Анна Титова: Как сотрудники Агентства мы работаем исключительно с материалом, который попадает в поле внимания Агентства. То есть здесь мы занимаемся в основном решением пространства; тексты, изображения, документы — все это мы получаем готовым. Как художники мы ставим перед собой другие задачи; мы работаем со своими собственными визуальными языками, способами рассказывать и так далее.
АШ: Но ваша выставка Observatorium, прошедшая в рамках Manifesta 10 в Санкт-Петербурге, была еще и совместной работой художников Анны Титовой и Станислава Шурипы?
АТ: Этот проект все-таки не был совместной работой. Мы неожиданно столкнулись с этим архивом, и на тот момент даже не очень понимали, что с ним делать. Наши методы тогда еще только складывались, и когда мы указывали себя в качестве художников имелась ввиду скорее роль экспозиционеров. Мы не могли придумать ничего лучше, чем показать эти документы публике, практически без интерпретаций. Наше дело было их разместить в пространстве, и потом предложить местному комьюнити сохранить его в виде музея. Общественность на тот момент оказалась не суперготова. Мне кажется, у нас был идеализм, граничащий с наивностью, мы думали, что можем как художники просто демонстрировать документы, не создавая произведений. Но быстро поняли, что надо работать на серьезной институциональной основе.
В АСИ мы, скорее, своего рода фрилансеры. Агенство было нашей идеей, но оно может работать и без нас. В нем уже сейчас существуют различные отделы: переозначивания, переиспользования, криптографии и другие. То, что Агентство возникло именно в 2014 году — тоже не случайно. Именно в этот момент оказалось невозможно не пытаться искать ответы на то, что можно назвать «вызовами времени».
Станислав Шурипа: Есть некоторая усталость от того, что художники превращаются в иллюстраторов модных тем, подчас поверхностно понимаемых. На самом деле это ключевой парадокс: с одной стороны, художник рассматривается как агент тех или иных сил, социопсихологически она или он — функция информационного общества, а с другой, все-таки — свободно витающий дух. Ожидается, что ты будешь имитировать экскавацию новых смыслов из глубин своего уникального вижена, но при этом тебя можно будет критиковать за то, что ты — инструмент каких-то интересов. И мы в Агентстве подумали, что для того, чтобы исследовать сконструированные реальности, нужно признать условность собственного существования и дистанцироваться от амплуа жрецов искусств, создающих квази-сакральные ценности.

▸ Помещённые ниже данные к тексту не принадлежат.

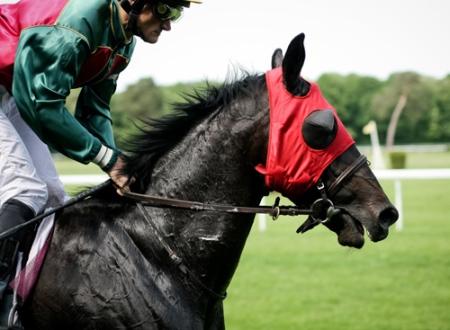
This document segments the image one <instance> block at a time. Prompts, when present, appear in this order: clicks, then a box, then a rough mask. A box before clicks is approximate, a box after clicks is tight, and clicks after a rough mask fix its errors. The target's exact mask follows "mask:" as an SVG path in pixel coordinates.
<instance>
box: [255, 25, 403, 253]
mask: <svg viewBox="0 0 450 330" xmlns="http://www.w3.org/2000/svg"><path fill="white" fill-rule="evenodd" d="M303 41H304V34H300V35H298V36H297V37H295V38H294V39H293V40H292V41H291V43H290V45H289V47H288V49H287V51H286V56H285V57H284V58H283V53H282V51H281V50H280V49H277V50H276V51H275V53H274V54H273V56H272V67H273V70H272V71H269V72H268V73H267V74H266V81H267V86H268V90H269V103H270V122H271V123H270V133H269V147H268V154H267V162H266V164H265V166H259V167H258V168H257V169H258V171H259V172H260V173H263V174H264V175H265V181H266V185H267V186H268V187H269V188H271V189H274V190H277V191H279V192H281V193H282V194H283V195H285V196H286V197H288V198H289V199H291V200H292V201H293V202H294V203H295V204H296V205H301V206H308V207H309V206H311V210H312V215H310V216H309V217H308V219H307V220H306V222H305V223H304V224H303V225H302V226H301V227H300V228H299V230H298V232H306V231H307V230H309V229H312V228H313V227H315V226H316V225H317V224H319V223H323V224H324V225H325V226H327V227H328V228H329V229H331V230H332V231H334V232H335V233H336V234H337V235H338V241H339V243H340V244H342V245H346V246H352V247H358V248H359V247H362V246H363V244H364V228H365V229H366V231H367V233H368V235H369V237H370V238H371V240H372V241H374V242H376V241H380V240H382V239H384V238H386V236H387V235H388V228H389V226H390V225H392V224H393V223H394V222H395V221H396V220H397V218H398V212H397V210H396V209H395V208H394V207H393V206H392V204H391V203H390V202H389V200H388V198H387V197H386V195H385V193H384V192H383V190H382V188H381V186H380V184H379V183H378V181H377V179H376V178H375V176H374V174H373V173H372V171H371V170H370V168H369V166H368V164H367V161H366V159H365V157H364V156H361V154H360V153H359V152H358V150H357V149H356V147H355V146H354V141H353V139H352V138H351V136H350V135H349V134H348V132H347V130H346V129H345V127H344V126H343V124H342V122H341V121H340V119H339V117H338V116H337V113H336V111H335V110H334V108H333V107H332V106H331V105H330V104H329V103H328V102H327V101H326V100H325V98H324V97H323V96H322V94H321V92H320V89H319V87H318V86H317V85H316V84H314V83H310V82H308V81H306V80H305V79H303V78H302V77H301V75H300V72H301V69H302V67H303V63H304V60H305V49H304V45H303Z"/></svg>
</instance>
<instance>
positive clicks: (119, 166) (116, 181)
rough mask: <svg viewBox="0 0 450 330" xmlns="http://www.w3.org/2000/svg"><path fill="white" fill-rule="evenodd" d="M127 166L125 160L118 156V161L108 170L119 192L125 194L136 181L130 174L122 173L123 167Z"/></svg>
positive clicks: (109, 175)
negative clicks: (132, 184) (133, 183)
mask: <svg viewBox="0 0 450 330" xmlns="http://www.w3.org/2000/svg"><path fill="white" fill-rule="evenodd" d="M124 166H125V162H124V160H123V158H122V157H121V156H119V157H118V158H117V161H116V163H115V164H114V165H113V167H112V168H111V169H110V170H109V171H108V172H107V173H108V175H109V176H110V178H111V180H112V181H113V184H114V185H115V186H116V188H117V193H118V194H119V195H120V196H123V193H124V192H129V191H130V184H132V183H133V182H134V178H129V177H128V175H124V174H122V169H123V167H124Z"/></svg>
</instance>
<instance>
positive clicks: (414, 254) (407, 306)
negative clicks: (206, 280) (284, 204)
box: [225, 180, 450, 330]
mask: <svg viewBox="0 0 450 330" xmlns="http://www.w3.org/2000/svg"><path fill="white" fill-rule="evenodd" d="M402 185H403V197H404V201H403V203H404V211H405V214H404V218H405V219H404V220H405V228H404V230H403V231H401V232H396V231H395V229H394V228H393V229H392V230H391V234H390V236H389V237H388V238H387V240H385V241H382V242H379V243H377V244H374V243H371V242H367V241H366V245H365V246H364V248H363V249H362V250H351V249H348V248H344V247H341V246H339V245H338V244H337V242H336V239H335V234H334V233H332V232H330V231H328V230H327V229H326V228H324V227H323V228H316V229H314V230H312V231H310V232H308V233H306V234H304V235H297V234H296V233H295V229H296V228H297V225H299V224H300V223H301V220H293V219H291V218H285V219H279V221H277V222H274V223H272V222H269V223H268V227H267V230H266V231H265V232H259V231H258V227H257V226H254V227H253V231H252V233H251V235H250V238H249V240H248V241H247V246H246V248H245V249H244V254H243V256H242V259H241V263H240V265H239V267H238V270H237V272H236V275H235V277H234V280H233V282H232V283H231V286H230V288H229V290H228V298H227V300H226V303H225V313H226V324H227V328H228V329H231V330H238V329H242V330H251V329H255V330H256V329H258V330H262V329H267V330H273V329H307V330H322V329H323V330H325V329H326V330H330V329H332V330H339V329H342V330H344V329H345V330H359V329H361V330H371V329H373V330H375V329H377V330H379V329H383V330H389V329H391V330H399V329H408V330H427V329H430V330H431V329H433V330H434V329H442V330H444V329H450V313H449V311H450V212H449V211H450V180H429V181H428V180H427V181H424V180H422V181H414V180H410V181H403V182H402ZM383 186H384V188H385V190H386V191H387V193H388V195H389V196H393V183H392V181H386V182H383Z"/></svg>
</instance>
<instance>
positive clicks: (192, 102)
mask: <svg viewBox="0 0 450 330" xmlns="http://www.w3.org/2000/svg"><path fill="white" fill-rule="evenodd" d="M262 82H264V79H263V76H261V75H254V74H249V73H244V74H243V77H242V78H241V79H237V78H235V79H233V80H232V81H226V82H224V83H223V84H222V85H221V86H214V85H211V84H209V83H207V85H206V87H205V88H203V89H194V91H193V92H191V93H189V94H184V95H182V96H183V99H184V100H183V102H180V103H176V104H174V105H173V112H172V113H171V114H170V115H166V116H164V117H162V118H158V119H154V118H153V119H152V118H149V119H142V120H141V122H142V123H141V124H139V125H138V133H137V134H134V135H132V136H131V137H130V138H129V139H127V142H126V148H125V149H126V152H125V154H126V155H127V156H126V166H125V168H124V173H125V174H127V175H128V176H129V177H133V178H135V179H136V182H135V183H134V184H133V186H132V190H133V191H139V192H142V191H144V190H145V189H146V187H147V186H148V185H149V183H150V178H151V172H152V169H153V167H154V165H155V163H156V161H157V160H158V159H159V158H160V157H161V156H162V155H164V154H166V153H167V152H168V151H170V150H171V149H172V148H173V147H174V146H175V145H176V144H177V143H178V142H180V141H181V140H182V138H183V137H184V136H186V134H187V133H188V132H189V131H190V130H191V129H192V128H193V127H194V126H196V125H197V124H198V123H199V122H200V121H201V120H202V119H204V118H206V117H207V116H208V115H210V114H212V113H214V112H215V111H222V109H225V108H227V106H228V105H229V104H230V103H231V102H232V101H233V100H234V99H236V98H237V97H239V96H242V95H252V94H254V93H255V89H256V88H259V87H260V86H261V83H262Z"/></svg>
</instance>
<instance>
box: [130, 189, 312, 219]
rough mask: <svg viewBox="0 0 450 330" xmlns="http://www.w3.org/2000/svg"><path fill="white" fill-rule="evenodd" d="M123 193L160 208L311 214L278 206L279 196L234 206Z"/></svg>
mask: <svg viewBox="0 0 450 330" xmlns="http://www.w3.org/2000/svg"><path fill="white" fill-rule="evenodd" d="M123 195H124V196H125V197H127V198H130V199H132V200H134V201H137V202H140V203H142V204H143V205H146V206H152V207H160V208H176V209H185V210H191V211H215V212H224V213H241V214H256V213H263V214H269V215H270V216H272V219H273V220H276V219H278V217H279V216H280V215H288V216H296V215H311V214H312V209H300V208H297V207H293V206H279V203H280V198H279V197H277V199H276V200H275V203H274V205H273V206H256V207H251V206H235V205H227V204H212V203H201V202H194V201H188V200H182V199H174V198H165V197H158V196H151V195H145V194H138V193H133V192H124V194H123Z"/></svg>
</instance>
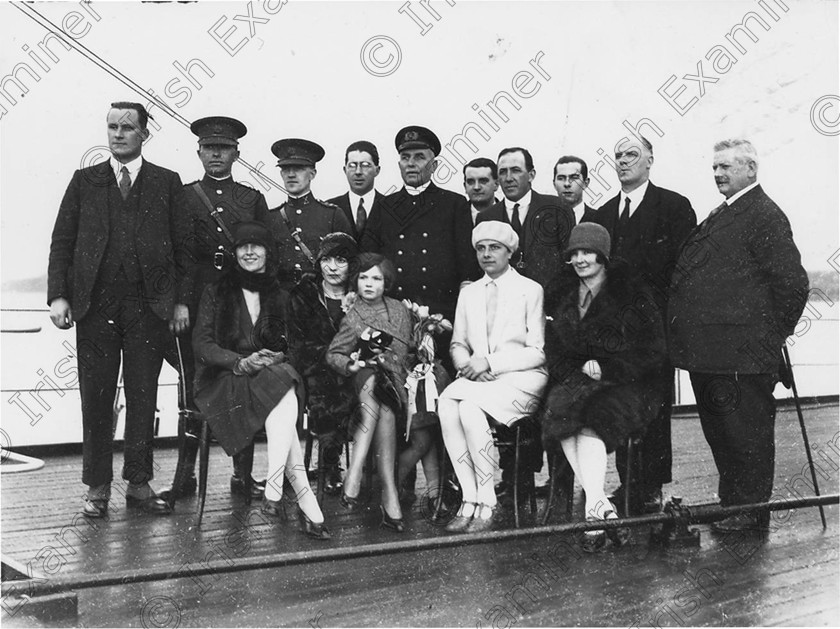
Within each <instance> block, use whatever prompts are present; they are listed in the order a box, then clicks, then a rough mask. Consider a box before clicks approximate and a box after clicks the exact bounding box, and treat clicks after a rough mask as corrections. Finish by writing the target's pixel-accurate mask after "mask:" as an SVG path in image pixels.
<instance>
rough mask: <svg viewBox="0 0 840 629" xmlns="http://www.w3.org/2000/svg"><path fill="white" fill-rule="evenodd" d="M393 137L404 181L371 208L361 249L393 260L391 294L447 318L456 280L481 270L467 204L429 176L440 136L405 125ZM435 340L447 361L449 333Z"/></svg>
mask: <svg viewBox="0 0 840 629" xmlns="http://www.w3.org/2000/svg"><path fill="white" fill-rule="evenodd" d="M394 143H395V146H396V148H397V151H398V152H399V154H400V161H399V167H400V174H401V176H402V179H403V182H404V184H405V185H404V186H403V188H402V189H401V190H400V191H398V192H395V193H394V194H390V195H388V196H387V197H385V198H384V199H383V201H382V203H381V204H380V205H379V206H378V207H376V208H374V210H373V211H372V212H371V214H370V218H369V220H368V223H367V227H366V228H365V233H364V235H363V236H362V250H363V251H372V252H374V253H381V254H383V255H384V256H386V257H387V258H389V259H390V260H391V261H392V262H393V263H394V266H395V267H396V269H397V279H396V282H395V284H394V288H393V291H394V297H396V298H398V299H411V300H412V301H415V302H417V303H419V304H422V305H425V306H428V307H429V309H430V312H432V313H441V314H443V316H445V317H446V318H447V319H449V320H450V321H452V320H453V317H454V316H455V304H456V302H457V301H458V291H459V290H460V287H461V284H462V283H463V282H468V281H472V280H476V279H478V278H479V277H480V276H481V270H480V269H479V268H478V262H477V260H476V257H475V252H474V251H473V249H472V244H471V242H472V241H471V235H472V221H471V220H470V211H469V206H468V205H467V201H466V199H464V197H462V196H460V195H457V194H455V193H454V192H450V191H449V190H442V189H441V188H438V187H437V186H436V185H435V184H434V182H432V174H433V173H434V170H435V168H436V167H437V163H438V162H437V160H436V159H435V157H436V156H437V155H438V154H439V153H440V140H438V138H437V136H436V135H435V134H434V133H432V131H430V130H429V129H426V128H425V127H418V126H410V127H405V128H404V129H401V130H400V132H399V133H397V137H396V138H395V142H394ZM437 346H438V355H439V356H440V357H441V358H442V359H443V360H444V363H445V364H451V359H450V358H449V339H443V338H442V337H441V338H438V339H437Z"/></svg>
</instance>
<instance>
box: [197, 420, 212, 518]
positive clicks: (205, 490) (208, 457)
mask: <svg viewBox="0 0 840 629" xmlns="http://www.w3.org/2000/svg"><path fill="white" fill-rule="evenodd" d="M198 451H199V463H198V514H197V516H196V522H195V525H196V527H197V528H198V527H200V526H201V519H202V518H203V517H204V501H205V499H206V497H207V469H208V467H209V464H210V426H209V425H208V424H207V422H206V421H205V422H202V424H201V438H200V439H199V444H198Z"/></svg>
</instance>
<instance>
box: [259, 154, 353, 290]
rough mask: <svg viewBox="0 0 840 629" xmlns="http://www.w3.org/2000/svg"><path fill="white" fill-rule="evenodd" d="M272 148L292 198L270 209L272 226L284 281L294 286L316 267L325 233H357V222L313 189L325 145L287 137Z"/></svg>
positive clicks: (329, 233) (289, 197) (282, 281)
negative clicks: (294, 285) (321, 146)
mask: <svg viewBox="0 0 840 629" xmlns="http://www.w3.org/2000/svg"><path fill="white" fill-rule="evenodd" d="M271 152H272V153H274V155H275V156H276V157H277V166H278V167H279V168H280V176H281V177H283V185H284V186H285V187H286V192H287V193H288V195H289V199H288V201H286V202H285V203H283V204H282V205H280V206H279V207H276V208H272V209H271V210H269V213H268V227H269V229H270V230H271V235H272V236H273V237H274V242H275V243H276V244H277V249H278V253H279V255H278V260H279V261H280V271H279V274H278V277H279V279H280V285H281V286H283V288H285V289H286V290H291V289H292V288H293V287H294V285H295V284H297V282H298V281H300V278H301V276H302V275H303V274H304V273H311V272H313V271H314V270H315V255H316V254H317V252H318V247H319V246H320V244H321V240H322V239H323V238H324V236H326V235H327V234H330V233H332V232H344V233H345V234H353V225H351V223H350V220H349V219H348V218H347V217H346V216H345V215H344V212H343V211H342V210H341V208H339V207H338V206H337V205H334V204H332V203H328V202H326V201H320V200H318V199H316V198H315V197H314V196H313V195H312V191H311V190H310V187H311V185H312V180H313V179H314V178H315V175H316V174H317V171H316V170H315V164H316V163H317V162H319V161H321V159H323V157H324V149H323V148H321V147H320V146H319V145H317V144H315V142H310V141H309V140H301V139H297V138H287V139H283V140H277V142H275V143H274V144H272V145H271Z"/></svg>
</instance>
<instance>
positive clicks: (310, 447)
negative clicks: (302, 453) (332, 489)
mask: <svg viewBox="0 0 840 629" xmlns="http://www.w3.org/2000/svg"><path fill="white" fill-rule="evenodd" d="M313 441H315V436H314V435H313V434H312V431H311V430H307V431H306V448H305V450H304V451H303V468H304V469H305V470H306V475H307V477H308V476H309V464H310V463H312V442H313ZM319 446H320V444H319ZM319 456H320V452H319Z"/></svg>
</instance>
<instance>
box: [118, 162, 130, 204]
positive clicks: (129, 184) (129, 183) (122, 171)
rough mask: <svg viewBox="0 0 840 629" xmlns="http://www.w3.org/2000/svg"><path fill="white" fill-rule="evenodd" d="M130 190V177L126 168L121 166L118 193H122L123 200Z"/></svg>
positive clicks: (126, 195)
mask: <svg viewBox="0 0 840 629" xmlns="http://www.w3.org/2000/svg"><path fill="white" fill-rule="evenodd" d="M130 191H131V177H129V176H128V168H126V167H125V166H123V167H122V168H121V169H120V194H121V195H123V201H125V200H126V199H127V198H128V193H129V192H130Z"/></svg>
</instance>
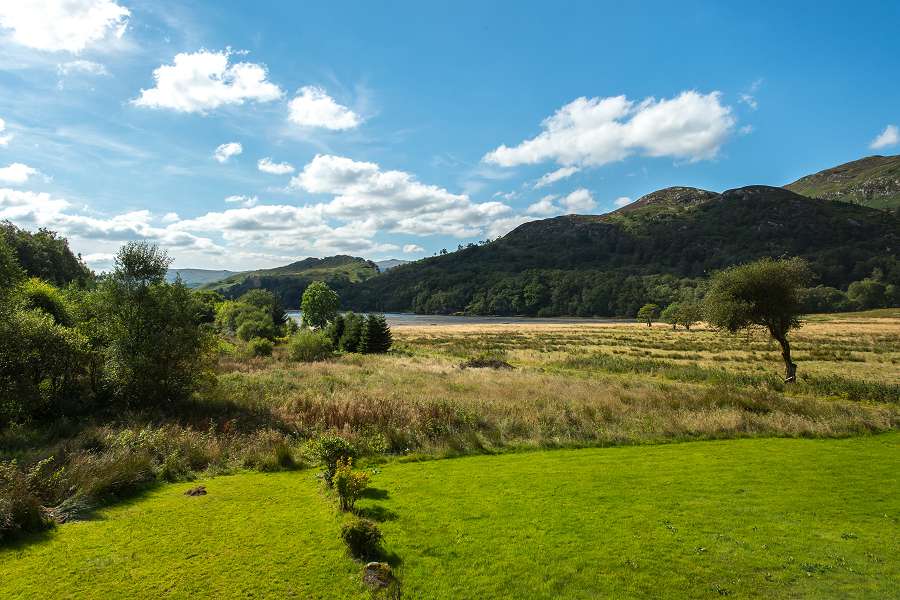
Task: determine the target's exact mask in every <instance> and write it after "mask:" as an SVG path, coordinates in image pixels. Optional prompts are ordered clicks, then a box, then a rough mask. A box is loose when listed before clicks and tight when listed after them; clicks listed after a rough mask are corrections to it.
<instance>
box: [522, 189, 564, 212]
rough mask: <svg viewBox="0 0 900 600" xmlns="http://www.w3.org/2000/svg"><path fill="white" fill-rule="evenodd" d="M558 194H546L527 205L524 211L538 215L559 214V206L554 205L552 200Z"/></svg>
mask: <svg viewBox="0 0 900 600" xmlns="http://www.w3.org/2000/svg"><path fill="white" fill-rule="evenodd" d="M557 198H558V196H556V195H553V194H551V195H548V196H544V197H543V198H541V199H540V200H538V201H537V202H535V203H534V204H532V205H531V206H529V207H528V208H527V209H526V211H525V212H527V213H528V214H530V215H537V216H539V217H549V216H551V215H556V214H559V212H560V208H559V206H557V205H556V203H555V202H554V200H556V199H557Z"/></svg>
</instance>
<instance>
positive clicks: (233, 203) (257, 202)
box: [225, 195, 259, 208]
mask: <svg viewBox="0 0 900 600" xmlns="http://www.w3.org/2000/svg"><path fill="white" fill-rule="evenodd" d="M225 202H227V203H229V204H240V205H241V206H243V207H244V208H250V207H251V206H256V205H257V204H258V203H259V197H258V196H239V195H234V196H228V197H227V198H225Z"/></svg>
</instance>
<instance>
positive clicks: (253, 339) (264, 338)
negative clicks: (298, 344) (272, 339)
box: [247, 338, 274, 356]
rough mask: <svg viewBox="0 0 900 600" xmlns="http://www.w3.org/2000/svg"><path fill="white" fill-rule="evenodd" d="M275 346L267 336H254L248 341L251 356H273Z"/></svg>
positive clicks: (247, 348) (247, 346) (250, 354)
mask: <svg viewBox="0 0 900 600" xmlns="http://www.w3.org/2000/svg"><path fill="white" fill-rule="evenodd" d="M273 346H274V344H272V342H271V340H267V339H266V338H252V339H251V340H249V341H248V342H247V352H248V354H250V356H272V348H273Z"/></svg>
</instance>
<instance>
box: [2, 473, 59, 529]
mask: <svg viewBox="0 0 900 600" xmlns="http://www.w3.org/2000/svg"><path fill="white" fill-rule="evenodd" d="M28 483H29V482H28V477H26V475H25V473H23V472H22V471H20V470H19V468H18V466H17V465H16V463H15V462H0V541H3V540H5V539H7V538H10V537H12V536H14V535H15V534H17V533H19V532H25V531H37V530H39V529H43V528H45V527H46V526H47V525H48V524H49V520H48V519H47V518H46V517H45V516H44V509H43V507H42V506H41V500H40V498H39V497H38V495H37V494H36V493H35V492H34V491H33V490H32V489H31V487H30V486H29V485H28Z"/></svg>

АТ: Но может быть, мы придем к синтезу ролей чревовещателя и аниматора, если решим, что это может защитить нас от превращения в винтики спектакля. Возможности действия для художника в современном обществе — еще один вопрос, который мы постоянно изучаем. И здесь есть смесь гротеска и героики, не как в 90-е, но, тем не менее, здесь тоже есть элемент развлечения. Гротеск возникает из этого превращения художника в культурного аппаратчика.
АШ: Мне казалось, что АСИ во многом является рефлексией на тему художников, которые сами создают институции, доведением их до бюрократического абсурда.
АТ: Это как раз и есть наш формат — бюрократический дадаизм.
СШ: Архив становится субъектом, а художник — объектом, который распадается на образ культурного героя и функции бюрократа. Это интересный процесс. АСИ изучает бюрократический драйв в отрыве от его эффективности, там где размыты границы между архивированием и потреблением.
АТ: Бюрократическое начало сейчас проникает в самые разные и неожиданные области. Даже мир искусства, он еще остается отчасти демократическим и открытым сообществом, но и здесь это все больше превращается в иллюзию. Возникают замкнутые иерархические системы. Это кафкианское измерение возникает у всего, что имеет историю. Если есть сообщества и цепочки событий, история, которую надо запоминать и пересказывать, возникает бюрократическое измерение, как лабиринт трактовок, в которых ты, как разумная плесень из одного недавнего научного эксперимента, можешь найти путь к выходу, а можешь и не найти. Если смотреть с определенного расстояния, то любой документ превращается в процесс. Он циркулирует, предъявляется, подтверждает что-то для кого-то, двигается дальше. Большинство документов двусмысленны, они или подтверждают противоречащие друг другу вещи, или подтверждают и опровергают одну и ту же вещь. И в то же время, они определяют идентичность того, кто их использует. Такая активированная документальность нас и интересует. С другой стороны, если покопаться, в АСИ можно найти отделы, в которых еще сохраняется странная вера в то, что искусство — это что-то важное. Это в принципе даже противоречит официальной философии Агентства, но еще встречается на уровне отдельных фанатичных сотрудников.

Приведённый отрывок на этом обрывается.